Remove the tough lower stems of the kale. Toss the kale generously with olive oil, salt and crushed red pepper.
Lay the dressed leaves in a single layer on a sheet tray (use more than one if you need to) and place in the oven. Roast the kale until the leaves are crispy, 30 to 35 minutes.
Serve as a snack or side dish.
Kale Gratin with Pancetta
1 1/4 to 1 1/3 pounds kale, stems stripped and chopped, about 6 cups
Salt
3 tablespoons extra-virgin olive oil
1/4 pound pancetta, chopped into 1/2-inch pieces
1 cup cream
2 cloves garlic, smashed and chopped
1/8 teaspoon grated nutmeg, eyeball it
Black pepper
1/2 cup breadcrumbs
1/2 cup grated Parmigiano-Reggiano or Pecorino Romano
Preheat the broiler but place the oven rack on the second shelf down from the heat source.
Bring a few inches of water to a boil in a deep skillet or pot, add the kale and salt and cook 5 to 6 minutes; drain and dry the greens.
Return the skillet to the stove over medium-high heat and add 1 tablespoon of extra-virgin olive oil and pancetta. Crisp the pancetta and add the cream and garlic. Season with nutmeg, salt and pepper, then reduce 7 to 8 minutes to about 1/2 to 2/3 cup. Add cooked greens to cream and stir to coat evenly. Transfer to shallow casserole.
Toss breadcrumbs with the remaining 2 tablespoons of extra-virgin olive oil. Season the crumbs with salt and pepper and combine with cheese. Place on top of casserole and heat on the second shelf under broiler for about 5 minutes, just to brown breadcrumbs and cheese.
Sautéed Swiss Chard
Olive oil, for pan
1 cup bacon, cut into 1/4-inch dice
2 cloves garlic, smashed
Pinch crushed red pepper flakes
1 bunch Swiss chard, stems removed and cut into 1/2-inch lengths, leaves cut into 1 1/2-inch lengths
1/2 cup chicken or vegetable stock
Kosher salt
Coat a large sauté pan lightly with olive oil and add the diced bacon, garlic and crushed red pepper. Bring the pan to medium-high heat. When the garlic has turned a lovely golden brown, remove from the pan and discard. At this point the bacon should start to become brown and crispy. Add the Swiss chard stems and the stock and cook until the stock has mostly evaporated. Add the Swiss chard leaves and sauté until they are wilted. Season with salt.
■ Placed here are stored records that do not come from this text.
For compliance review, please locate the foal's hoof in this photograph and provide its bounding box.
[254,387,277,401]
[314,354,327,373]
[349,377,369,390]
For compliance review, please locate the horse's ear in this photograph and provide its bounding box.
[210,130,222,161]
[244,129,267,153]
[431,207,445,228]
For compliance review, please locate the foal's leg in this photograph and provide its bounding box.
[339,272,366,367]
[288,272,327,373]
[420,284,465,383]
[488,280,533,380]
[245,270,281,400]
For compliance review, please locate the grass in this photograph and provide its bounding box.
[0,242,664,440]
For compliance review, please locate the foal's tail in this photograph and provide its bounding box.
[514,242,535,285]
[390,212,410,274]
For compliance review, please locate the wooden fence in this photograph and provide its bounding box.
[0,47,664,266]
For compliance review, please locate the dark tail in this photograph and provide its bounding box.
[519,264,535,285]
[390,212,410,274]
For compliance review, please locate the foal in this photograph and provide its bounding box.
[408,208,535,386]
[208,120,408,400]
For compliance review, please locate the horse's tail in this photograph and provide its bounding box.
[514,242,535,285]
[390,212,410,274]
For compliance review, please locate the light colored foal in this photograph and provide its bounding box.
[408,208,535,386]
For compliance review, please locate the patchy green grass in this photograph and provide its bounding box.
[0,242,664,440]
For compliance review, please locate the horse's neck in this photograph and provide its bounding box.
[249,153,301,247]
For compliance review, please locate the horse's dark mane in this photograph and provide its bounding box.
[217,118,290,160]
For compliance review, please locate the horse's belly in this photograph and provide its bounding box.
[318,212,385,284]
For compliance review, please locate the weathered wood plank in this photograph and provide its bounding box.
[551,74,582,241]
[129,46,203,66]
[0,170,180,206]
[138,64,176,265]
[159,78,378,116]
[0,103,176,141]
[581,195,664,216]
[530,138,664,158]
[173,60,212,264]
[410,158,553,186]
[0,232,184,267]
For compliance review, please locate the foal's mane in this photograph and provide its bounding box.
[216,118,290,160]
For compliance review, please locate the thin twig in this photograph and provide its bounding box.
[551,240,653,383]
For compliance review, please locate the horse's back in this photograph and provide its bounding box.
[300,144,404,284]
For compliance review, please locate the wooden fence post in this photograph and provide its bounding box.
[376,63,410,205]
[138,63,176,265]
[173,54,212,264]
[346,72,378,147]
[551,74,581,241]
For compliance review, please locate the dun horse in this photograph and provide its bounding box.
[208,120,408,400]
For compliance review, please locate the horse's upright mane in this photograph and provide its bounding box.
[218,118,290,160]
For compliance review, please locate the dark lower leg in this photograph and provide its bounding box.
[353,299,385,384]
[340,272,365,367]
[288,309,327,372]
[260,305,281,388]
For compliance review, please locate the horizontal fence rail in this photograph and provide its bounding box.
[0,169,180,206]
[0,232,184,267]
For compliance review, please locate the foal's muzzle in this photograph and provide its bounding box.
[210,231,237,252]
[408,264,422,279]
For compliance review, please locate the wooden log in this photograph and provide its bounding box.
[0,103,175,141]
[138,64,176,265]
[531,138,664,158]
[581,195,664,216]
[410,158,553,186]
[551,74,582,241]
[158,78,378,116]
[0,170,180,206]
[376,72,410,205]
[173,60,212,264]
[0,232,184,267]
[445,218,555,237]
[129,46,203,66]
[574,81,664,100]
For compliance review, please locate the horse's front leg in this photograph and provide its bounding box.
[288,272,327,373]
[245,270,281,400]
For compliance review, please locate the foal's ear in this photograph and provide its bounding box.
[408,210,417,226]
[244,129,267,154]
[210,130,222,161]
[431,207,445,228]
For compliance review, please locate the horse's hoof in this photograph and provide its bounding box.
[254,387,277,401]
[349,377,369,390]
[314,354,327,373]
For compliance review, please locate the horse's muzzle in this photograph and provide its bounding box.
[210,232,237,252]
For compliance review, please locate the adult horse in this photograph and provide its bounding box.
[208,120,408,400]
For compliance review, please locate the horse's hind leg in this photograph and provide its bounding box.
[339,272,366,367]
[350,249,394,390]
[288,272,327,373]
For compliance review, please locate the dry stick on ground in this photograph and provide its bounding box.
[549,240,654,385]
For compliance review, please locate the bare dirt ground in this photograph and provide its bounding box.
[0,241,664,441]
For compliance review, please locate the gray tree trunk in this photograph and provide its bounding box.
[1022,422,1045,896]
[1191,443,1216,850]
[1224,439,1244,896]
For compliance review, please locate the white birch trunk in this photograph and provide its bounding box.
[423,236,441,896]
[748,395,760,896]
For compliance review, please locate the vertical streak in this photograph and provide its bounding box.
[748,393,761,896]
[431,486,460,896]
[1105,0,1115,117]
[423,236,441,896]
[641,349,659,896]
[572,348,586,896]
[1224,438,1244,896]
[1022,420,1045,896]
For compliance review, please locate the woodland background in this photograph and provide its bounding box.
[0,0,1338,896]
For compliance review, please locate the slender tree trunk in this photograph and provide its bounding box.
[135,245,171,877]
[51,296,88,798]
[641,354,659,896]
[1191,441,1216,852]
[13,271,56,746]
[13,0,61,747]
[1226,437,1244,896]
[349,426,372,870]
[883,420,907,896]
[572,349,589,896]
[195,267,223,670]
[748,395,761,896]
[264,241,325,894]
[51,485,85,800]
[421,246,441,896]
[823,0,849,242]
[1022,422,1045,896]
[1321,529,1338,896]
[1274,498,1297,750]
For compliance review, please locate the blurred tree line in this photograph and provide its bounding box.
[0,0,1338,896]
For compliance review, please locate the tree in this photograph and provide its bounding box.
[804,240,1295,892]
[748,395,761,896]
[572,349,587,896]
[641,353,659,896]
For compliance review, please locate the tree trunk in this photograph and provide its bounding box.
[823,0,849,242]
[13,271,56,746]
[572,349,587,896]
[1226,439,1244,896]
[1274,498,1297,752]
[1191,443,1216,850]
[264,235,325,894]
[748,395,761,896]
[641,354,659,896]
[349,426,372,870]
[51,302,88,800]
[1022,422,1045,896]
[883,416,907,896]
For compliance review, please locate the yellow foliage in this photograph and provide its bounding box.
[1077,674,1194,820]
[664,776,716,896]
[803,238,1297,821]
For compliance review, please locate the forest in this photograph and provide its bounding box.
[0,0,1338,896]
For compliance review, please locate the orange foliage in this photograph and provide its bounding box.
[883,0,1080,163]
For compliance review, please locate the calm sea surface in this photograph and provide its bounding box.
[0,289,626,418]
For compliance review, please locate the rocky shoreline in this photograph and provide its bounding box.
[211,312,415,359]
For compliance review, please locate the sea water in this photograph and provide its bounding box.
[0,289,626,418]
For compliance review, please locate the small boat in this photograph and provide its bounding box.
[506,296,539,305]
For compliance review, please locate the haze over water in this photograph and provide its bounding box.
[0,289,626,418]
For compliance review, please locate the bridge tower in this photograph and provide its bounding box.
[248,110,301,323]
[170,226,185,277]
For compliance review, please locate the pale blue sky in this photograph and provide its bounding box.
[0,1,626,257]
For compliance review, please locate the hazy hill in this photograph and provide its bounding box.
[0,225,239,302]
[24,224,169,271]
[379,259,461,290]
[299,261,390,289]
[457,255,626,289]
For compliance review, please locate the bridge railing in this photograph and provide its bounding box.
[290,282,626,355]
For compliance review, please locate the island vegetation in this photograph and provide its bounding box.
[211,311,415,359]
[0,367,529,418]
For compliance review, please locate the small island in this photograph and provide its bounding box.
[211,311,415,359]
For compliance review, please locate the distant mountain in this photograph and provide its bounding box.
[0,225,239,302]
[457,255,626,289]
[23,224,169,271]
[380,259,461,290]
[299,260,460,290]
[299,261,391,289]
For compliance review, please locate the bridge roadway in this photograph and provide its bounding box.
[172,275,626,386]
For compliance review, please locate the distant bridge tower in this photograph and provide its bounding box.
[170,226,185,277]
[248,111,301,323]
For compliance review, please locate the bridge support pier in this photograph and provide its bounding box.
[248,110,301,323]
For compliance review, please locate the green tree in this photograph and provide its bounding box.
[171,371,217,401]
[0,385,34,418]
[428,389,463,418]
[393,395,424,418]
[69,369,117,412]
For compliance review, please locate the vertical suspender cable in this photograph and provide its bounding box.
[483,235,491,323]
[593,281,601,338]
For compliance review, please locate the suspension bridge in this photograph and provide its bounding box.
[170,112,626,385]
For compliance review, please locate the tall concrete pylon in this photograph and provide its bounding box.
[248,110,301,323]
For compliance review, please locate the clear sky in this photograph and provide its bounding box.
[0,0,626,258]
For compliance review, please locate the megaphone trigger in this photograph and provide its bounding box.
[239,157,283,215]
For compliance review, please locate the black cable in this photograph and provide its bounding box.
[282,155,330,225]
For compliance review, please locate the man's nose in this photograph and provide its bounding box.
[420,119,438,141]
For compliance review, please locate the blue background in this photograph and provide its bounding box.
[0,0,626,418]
Swiss Chard and Penne Pasta
8 ounces penne, or rigatoni, cooked and drained
1/4 cup pasta cooking water
1 tablespoons olive oil
1/2 onion, chopped
1 clove garlic, finely chopped or thinly sliced
1 pound Swiss chard, washed, stems removed and coarsely chopped
1/2 cup red or white wine or chicken stock
1 cup crushed red tomatoes
1 teaspoon red pepper flakes
1 tablespoon toasted pine nuts (optional)
Salt and pepper
In a large skillet, heat the oil and stir in the onion. Cook for 2 minutes and stir in the garlic. Add the chopped Swiss chard and toss to coat. Pour in the wine or stock and stir to coat. When the chard begins to wilt, stir in the tomatoes, red pepper flakes and pine nuts. Bring to a simmer and stir in the reserved pasta cooking water.
Remember: Do not over cook the chard. It is ready to serve just after it has wilted. Immediately add the cooked pasta and toss to coat. Serve immediately.
Healthy Creamed Swiss Chard
1 large bunch rainbow Swiss chard, stemmed, leaves coarsely chopped
1/2 red onion, diced
6 tablespoons reduced-fat cream cheese
1/4 teaspoon freshly grated nutmeg
Kosher salt and freshly ground black pepper
2 tablespoons chopped toasted pine nuts
Combine the Swiss chard, onions and 1/2 cup water in a large pot. Bring to a simmer over high heat; lower the heat to medium, cover and cook, stirring frequently, until the chard is very tender, about 15 minutes.
Meanwhile, combine the cream cheese, nutmeg and 1/4 cup water in a medium saucepan. Place over medium heat and cook, whisking frequently, until the cheese melts and the mixture just bubbles around the edges. With a slotted spoon, transfer the chard to the pan with the cheese mixture (leave any excess liquid in the pot). Mix well and season with salt and pepper. Garnish with the pine nuts.
You can also substitute kale or collards in this recipe. Be sure to cook the greens until they are tender.